Supongo que
cada edad lectora tiene sus ventajas e inconvenientes: lo que se gana en
experiencia, madurez o conocimiento se pierde en inocencia y disfrute puro. No
creo que sea algo bueno o malo. Es simplemente así.
Recuerdo que
cuando leía durante mi juventud las obras de Eugène Ionesco me producían una
sensación explosiva de frescura, de humor, de innovación. Pero cuando las
retomo en la madurez no me ocasionan sino bostezos.

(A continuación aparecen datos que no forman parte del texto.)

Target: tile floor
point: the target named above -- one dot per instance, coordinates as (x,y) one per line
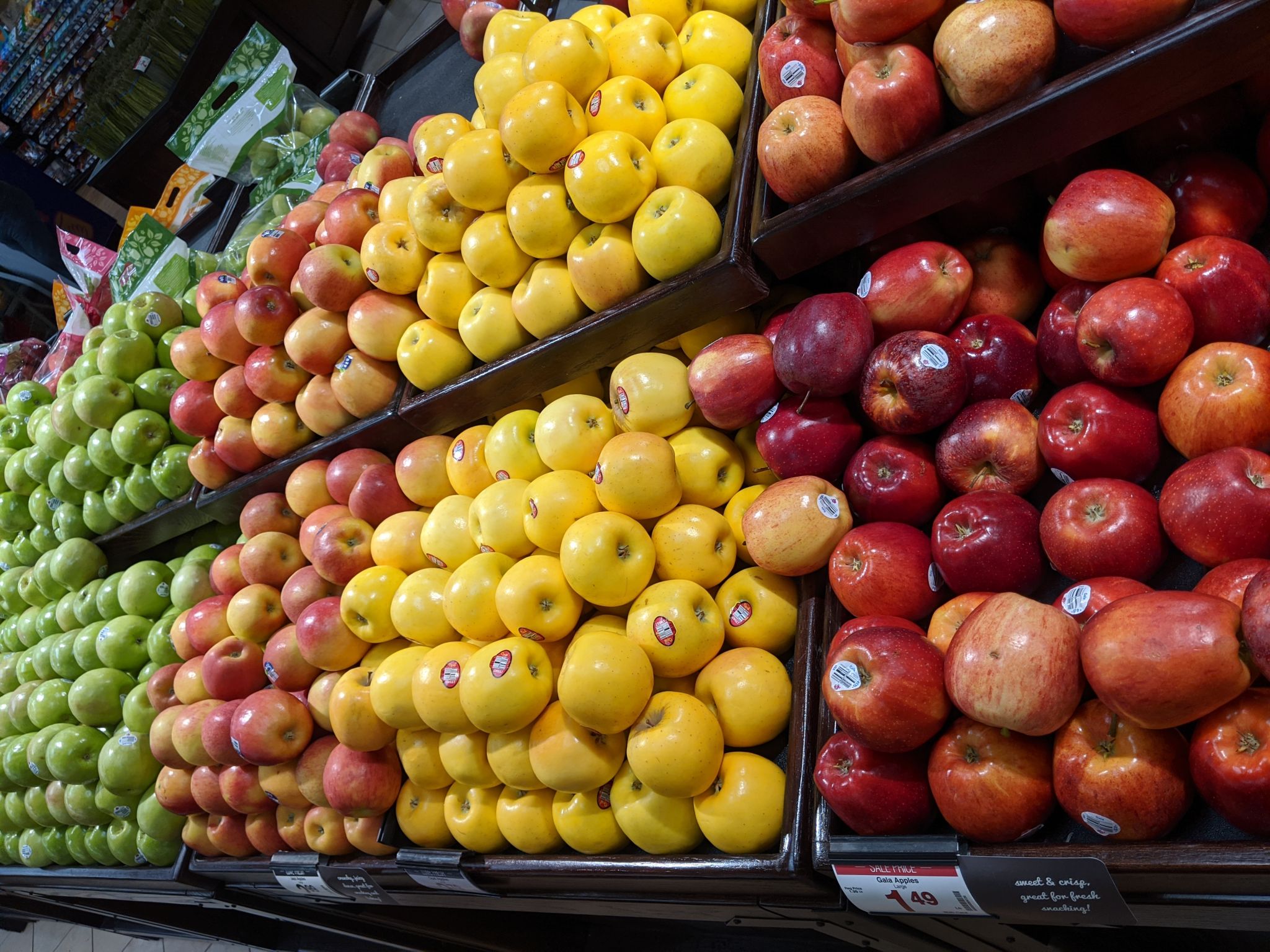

No me estoy refiriendo,
evidentemente, a su calidad literaria, sino al impacto que producen en mí. Ya
no hay sonrisas, ni deslumbramiento, ni aplauso. Hay, como diría el
desaparecido Pepe Perona, bahísmo (de
“bah”).
La
repetición tediosa y más bien infantil de gags (que el señor Smith es inglés,
está casado con la señora Smith que también es inglesa, tienen un habla
inglesa, conversan como ingleses, viven en una casa inglesa, calzan zapatillas
inglesas, etc) se agota cuando, a las cinco o seis repeticiones, te descubres
pensando: “Vale, muy ingenioso. A ver después”. Y después sólo hay más de lo mismo. Los procedimientos de Ionesco no
me resultan menos insufribles que las retahílas del último Camilo José Cela.
Sigo sonriendo con alguna de sus frases (“Tomen un
círculo, acarícienlo, y se hará un círculo vicioso”), pero poco más.
El
teatro del absurdo y yo. Uno de los dos se ha hecho viejo.